Si les partis qui se réclament de la gauche font régulièrement plus de promesses qu’ils ne peuvent tenir, il est vrai que la résorption de la « fracture sociale » n’a pas non plus inspiré la politique menée par Jacques Chirac après son élection de 1995. L’écart entre la promesse et la gestion est naturel, il se traduit par « l’usure du pouvoir » et par le renouvellement rapide des gouvernants. Il y a longtemps qu’on a constaté le danger de l’électoralisme, même dans les démocraties les plus établies où la population en a une longue expérience.
Etant donné notre Constitution, l’inévitable déception se concentre sur le président de la République dont on pense qu’il dispose de tous les pouvoirs. Tous ont déçu leurs électeurs. Une déception qui, dans le cas du président actuel s’est mué en une détestation violente à la mesure du pouvoir qui lui est prêté. Je l’avais interprétée en son temps par ce qu’on pourrait appeler la haine démocratique, celle qui se nourrit du refus de toute supériorité qui heurte la passion des démocrates pour une égalité toujours susceptible de sombrer dans l’égalitarisme.
Le style d’Emmanuel Macron et certaines de ses affirmations, dont l’écho était orchestré par ses adversaires politiques, renforçaient le rejet, l’usure du pouvoir gonflait le nombre de ceux qui le haïssent. Les échecs étaient impardonnables et impardonnés, les succès ignorés. La passion de l’égalité risque toujours d’ouvrir la voie à l’envie et au ressentiment.

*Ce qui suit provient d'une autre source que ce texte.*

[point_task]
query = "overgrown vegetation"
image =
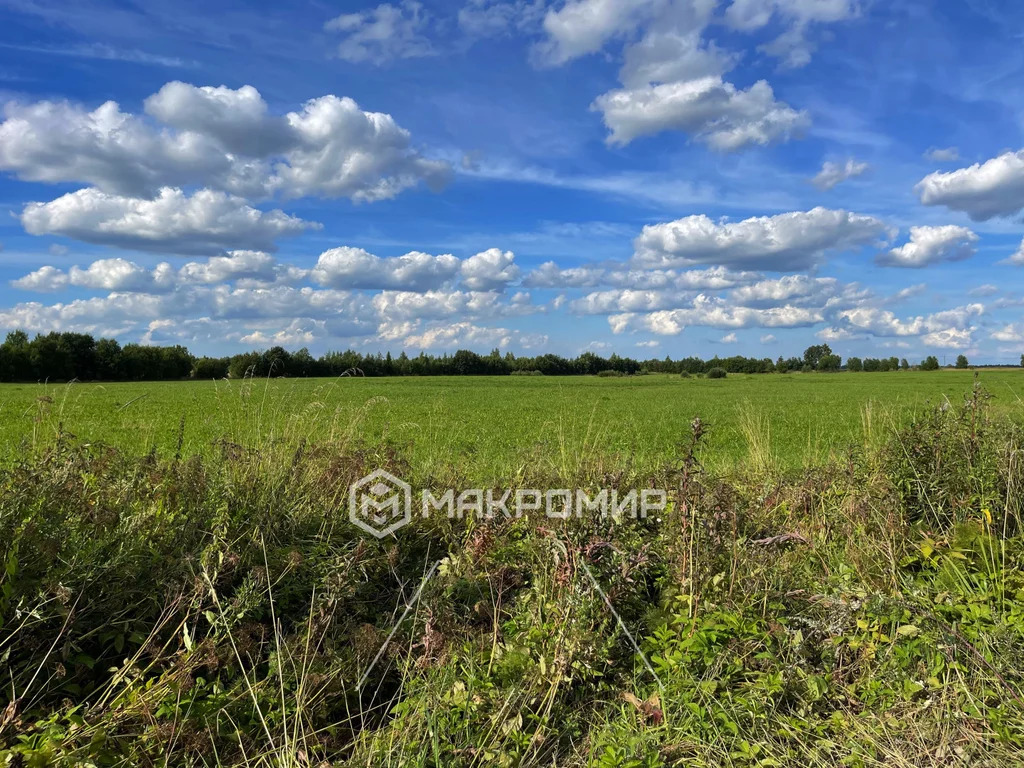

La démocratie corrompue par la haine
Or, la haine est un sentiment qui corrompt la démocratie. Régime improbable et fragile, elle repose sur la légitimité des élections libres et sur les débats et les compromis entre les uns et les autres, entre les électeurs et les élus, entre la majorité et les diverses minorités. Son principe est de remplacer la violence par le dialogue. Les adversaires politiques ne sont pas des ennemis qu’on voudrait abattre, ce sont des concurrents ou des rivaux avec lesquels il faut discuter pour gouverner ensemble.
La démocratie est un régime qui se définit par la constitution d’un espace public où l’on entend régler les affaires communes par le verbe, donc par le respect minimum qui permet de discuter. Il faut s’allier pour prendre des décisions et il faut accepter celles qui ont été prises par ceux qui ont été légitimement élus. Si l’on refuse ces fondements, le régime ne peut fonctionner. C’est le cas si les élus refusent de débattre entre eux et de s’allier avec les autres élus pour prendre les décisions nécessaires, s’ils refusent de reconnaître pleinement la dignité de leurs adversaires en tant qu’élus.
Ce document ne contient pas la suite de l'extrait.